Feature Request: 'wait' subcommand #117

bheisler · 2020-10-13T14:55:54Z

Is your feature request related to a problem? Please describe.
When writing shell scripts that submit a number of pueue jobs (either to the main queue or to a specific group) it would be nice if pueue had some way to wait until all of the jobs are finished. Instead the shell script terminates and the user must periodically check the status to find out the progress.

Describe the solution you'd like
pueue should provide a subcommand which blocks until all jobs in the main queue or a specified group are complete. Ideally, it should also display some basic progress information, such as how many jobs are complete and how many are remaining.

Describe alternatives you've considered
I suppose one could run pueue follow on the last job, but that gives no information about the overall progress and I'm not even sure if follow works before the last job starts running.

The text was updated successfully, but these errors were encountered:

Nukesor · 2020-10-13T16:15:12Z

Hmm. I see how this can be handy, when writing scripts.

I'm curious though, why do you use pueue in combination with scripts. Do you use it as a "load balancer" to specify the amount of parallel running tasks?

If so, you could try to simply add another task to the queue, which should run after the previously added commands.
Dependencies can be added via the --after flag, when using pueue add. You can specify multiple tasks at once (e.g. all task id's you just added)

I just want to check, if your use-case can be covered by already existing options :)

Nukesor · 2020-10-13T16:24:29Z

Another possibility would be to use pueue status -j and parse the json output yourself.

Waiting for specific tasks to finish in a script is not an operation which pueue's CLI has been designed for :D
And I'm not sure, if it's something that belongs into the commandline interface.

IMO, CLIs should be primarily designed human usage. pueue wait will probably only be used for notifications and scripting. And notifications can be done via the callback option.

However, that's what the -j flag is for. An easily accessible interface to get data out of pueue.

Nukesor · 2020-11-30T16:38:46Z

@bheisler Hey :)

Just in case the previous comments appeared a bit harsh. I wanted to discuss the issue and state my thoughts without ignoring any of your arguments. I'm still open for suggestions and curious if your use-case can be covered by the existing tools.

Should I close the issue or do you still think this should be added?

bheisler · 2020-11-30T17:07:37Z

Well, my basic use case here is that I have a script that runs a bunch of experimental runs of our software (this is at work) on various datasets, with various options, etc. My goal is to gather information about each run to analyze later to make decisions about how my changes affected the results. Does this change to the algorithm give more or less accurate results, does it run faster or slower, does it generalize well to other data sets, that sort of thing. This is entirely a batch process - submit a bunch of tasks and wait for them to all be done. Sometimes it takes days for this whole process to be completed.

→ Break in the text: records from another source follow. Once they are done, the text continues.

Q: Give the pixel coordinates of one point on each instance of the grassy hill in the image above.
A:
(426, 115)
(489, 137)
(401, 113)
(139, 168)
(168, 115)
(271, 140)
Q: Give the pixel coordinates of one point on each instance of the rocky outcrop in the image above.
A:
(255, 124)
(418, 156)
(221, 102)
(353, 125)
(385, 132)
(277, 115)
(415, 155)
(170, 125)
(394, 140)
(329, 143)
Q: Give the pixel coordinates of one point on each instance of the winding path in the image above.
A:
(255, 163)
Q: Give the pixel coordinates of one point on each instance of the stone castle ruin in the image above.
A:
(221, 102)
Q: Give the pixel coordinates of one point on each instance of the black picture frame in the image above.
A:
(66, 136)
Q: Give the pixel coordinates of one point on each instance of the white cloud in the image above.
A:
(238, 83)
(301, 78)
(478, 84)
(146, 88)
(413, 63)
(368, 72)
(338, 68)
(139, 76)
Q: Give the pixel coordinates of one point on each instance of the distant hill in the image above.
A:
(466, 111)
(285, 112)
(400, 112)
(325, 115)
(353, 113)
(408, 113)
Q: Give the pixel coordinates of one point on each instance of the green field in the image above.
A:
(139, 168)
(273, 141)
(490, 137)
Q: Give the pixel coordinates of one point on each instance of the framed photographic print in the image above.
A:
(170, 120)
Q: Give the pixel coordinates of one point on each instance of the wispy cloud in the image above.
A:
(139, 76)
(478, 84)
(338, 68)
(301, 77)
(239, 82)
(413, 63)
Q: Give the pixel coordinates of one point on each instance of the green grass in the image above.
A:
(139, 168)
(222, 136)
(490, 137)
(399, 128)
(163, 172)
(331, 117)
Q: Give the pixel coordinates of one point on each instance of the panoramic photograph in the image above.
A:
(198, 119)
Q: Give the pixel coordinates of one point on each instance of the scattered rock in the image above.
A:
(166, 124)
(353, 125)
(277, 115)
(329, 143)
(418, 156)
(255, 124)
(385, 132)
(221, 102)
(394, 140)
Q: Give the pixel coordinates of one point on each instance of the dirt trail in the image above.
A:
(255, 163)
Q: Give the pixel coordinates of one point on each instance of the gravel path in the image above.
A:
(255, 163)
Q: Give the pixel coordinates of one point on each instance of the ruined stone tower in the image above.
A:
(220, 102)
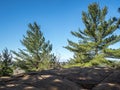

Each of these runs uses some number of CPU's in our computing cluster for an irregular amount of time. I use Pueue to control the parallelism of these test runs, so that my testing doesn't use too many CPU's and inconvenience my coworkers who are trying to use the same cluster. I also appreciate how it keeps the logs and tracks whether each task ran successfully - before I started using Pueue, I would often waste a lot of time repeating the whole batch process because I had no easy way to re-run only the tasks that failed.

But the abstraction leaks a bit because Pueue's model - submitting tasks to a queue to be run asynchronously - doesn't match that of a normal shell, where the shell is blocked until the task is completed. Shells can submit asynchronous background tasks and use the wait command to block until they're all completed, but this mechanism gives no concurrency control and doesn't track the success or failure or log output of each task. The abstraction is still leaky, especially in the presence of Unix Signals, but it mostly works. Pueue has no equivalent to this command.

It's not critically important, just a conspicuous gap in the user interface. I don't think I'm trying to do any sort of complex scripting or automated interop with Pueue, just submit a batch of tasks to run in parallel and wait until they're all done. I certainly could rig up something for myself that would do the same job, but the fact that I have to do that for something this basic seems like something that Pueue might want to fix. If that's hard to do, though, maybe it's not worth the effort.

Nukesor · 2020-11-30T18:31:30Z

Ah ok.

Just to clarify, you want to execute something after all tasks in the current queue are finished, regardless of the result/exit_code of the those tasks.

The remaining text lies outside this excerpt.